The greenback dropped initially against major currencies on Friday after a government report showed the U.S. unexpectedly lost jobs for a second consecutive month in February, however, investors took profits on recent short-dollar positions ahead of the weekend and on Fed liquidity move
A report showed the U.S. unexpectedly lost 63,000 jobs in February (expectation was an increase of 25,000 jobs), after a drop of 22,000 in January although the U.S. unemployment improved to 4.8% (forecast was 5.0%) in February from 4.9% in January,
Interest-rate futures showed a 96% chance the Fed will lower its target rate to 2.25% on March 18 from 3 percent. In early New York trading, traders had started to bet the cut would be as large as a full percentage point. However, the U.S. currency rebounded multi-year lows against euro, Japanese yen and Swiss franc as the Fed said it would increase amounts in its Term Auction Facility auctions on March 10 and March 24 to $50 billion each, a rise of $20 billion from the amounts announced for each of these auctions, leading traders to trim bets on a cut of as much as a full percentage point at the central bank's March 18 meeting,
The single currency rose to a fresh record high of 1.5465 versus the dollar after the weak U.S. jobs data and then retreated strongly to 1.5313 on profit-taking together with rumors that investors and major U.S. investment banks sold euros to protect options-related positions at the $1.55 level, Earlier in the day, European Central Bank President Jean-Claude Trichet said he supports the U.S. government's strong-dollar policy.
The greenback rebounded strongly from 8-year low of 101.40 to 103.25 on positions adjustment and renewed cross selling in jpy especially versus the euro and sterling. The British pound rose from 2.0082 to 2.0217 before paring some gains in tandem with euro.
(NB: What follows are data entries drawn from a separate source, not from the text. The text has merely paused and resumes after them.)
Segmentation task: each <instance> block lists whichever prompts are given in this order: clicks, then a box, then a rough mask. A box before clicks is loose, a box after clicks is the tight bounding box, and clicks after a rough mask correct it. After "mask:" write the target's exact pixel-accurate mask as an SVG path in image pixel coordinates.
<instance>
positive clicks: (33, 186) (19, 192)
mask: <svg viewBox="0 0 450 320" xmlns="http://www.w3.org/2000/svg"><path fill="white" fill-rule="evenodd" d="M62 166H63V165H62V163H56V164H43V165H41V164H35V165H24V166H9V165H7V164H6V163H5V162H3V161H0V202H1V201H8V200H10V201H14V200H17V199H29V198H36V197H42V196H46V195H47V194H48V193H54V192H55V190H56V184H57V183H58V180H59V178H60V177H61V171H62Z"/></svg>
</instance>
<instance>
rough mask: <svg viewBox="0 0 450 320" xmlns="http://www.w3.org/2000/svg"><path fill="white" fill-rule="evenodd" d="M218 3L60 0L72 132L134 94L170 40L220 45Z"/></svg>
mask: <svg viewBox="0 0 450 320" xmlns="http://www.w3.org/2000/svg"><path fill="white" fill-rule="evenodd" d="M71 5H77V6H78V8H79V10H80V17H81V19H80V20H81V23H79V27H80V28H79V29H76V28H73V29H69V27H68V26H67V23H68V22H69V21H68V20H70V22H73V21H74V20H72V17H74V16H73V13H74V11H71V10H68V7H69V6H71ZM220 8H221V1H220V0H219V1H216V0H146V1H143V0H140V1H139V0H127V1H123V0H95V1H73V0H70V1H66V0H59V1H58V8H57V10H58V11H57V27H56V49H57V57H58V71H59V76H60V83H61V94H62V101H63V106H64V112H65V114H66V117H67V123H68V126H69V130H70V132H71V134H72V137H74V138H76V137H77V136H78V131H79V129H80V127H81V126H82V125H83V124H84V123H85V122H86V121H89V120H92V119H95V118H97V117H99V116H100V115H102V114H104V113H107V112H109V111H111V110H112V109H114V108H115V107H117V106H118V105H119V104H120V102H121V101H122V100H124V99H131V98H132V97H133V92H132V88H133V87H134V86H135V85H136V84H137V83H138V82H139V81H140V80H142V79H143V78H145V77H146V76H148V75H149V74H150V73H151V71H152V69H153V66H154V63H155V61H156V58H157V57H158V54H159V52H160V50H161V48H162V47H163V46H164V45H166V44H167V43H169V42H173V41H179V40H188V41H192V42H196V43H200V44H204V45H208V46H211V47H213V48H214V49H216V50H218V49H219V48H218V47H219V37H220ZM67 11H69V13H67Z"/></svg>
Next week will see Japan’s machine orders, economic watch, German trade balance and current account, U.K. industrial, manufacturing production and PPI, U.S. wholesale inventories on Monday; U.K. BRC retail sales, and RICS house prices, German WPI, U.K. DCLG house prices, German and eurozone ZEW respectively and U.S. trade balance on Tuesday; Japan’s trade balance, domestic CGPI, GDP annualized and consumer confidence, U.K. trade balance, eurozone industrial production and U.S. Fed budget on Wednesday; Japan’s industrial production, U.S. retail sales, jobless claims and business inventories on Thursday; German CPI and final HICP, eurozone HICP, U.S. CPI and University of Michigan survey on Friday.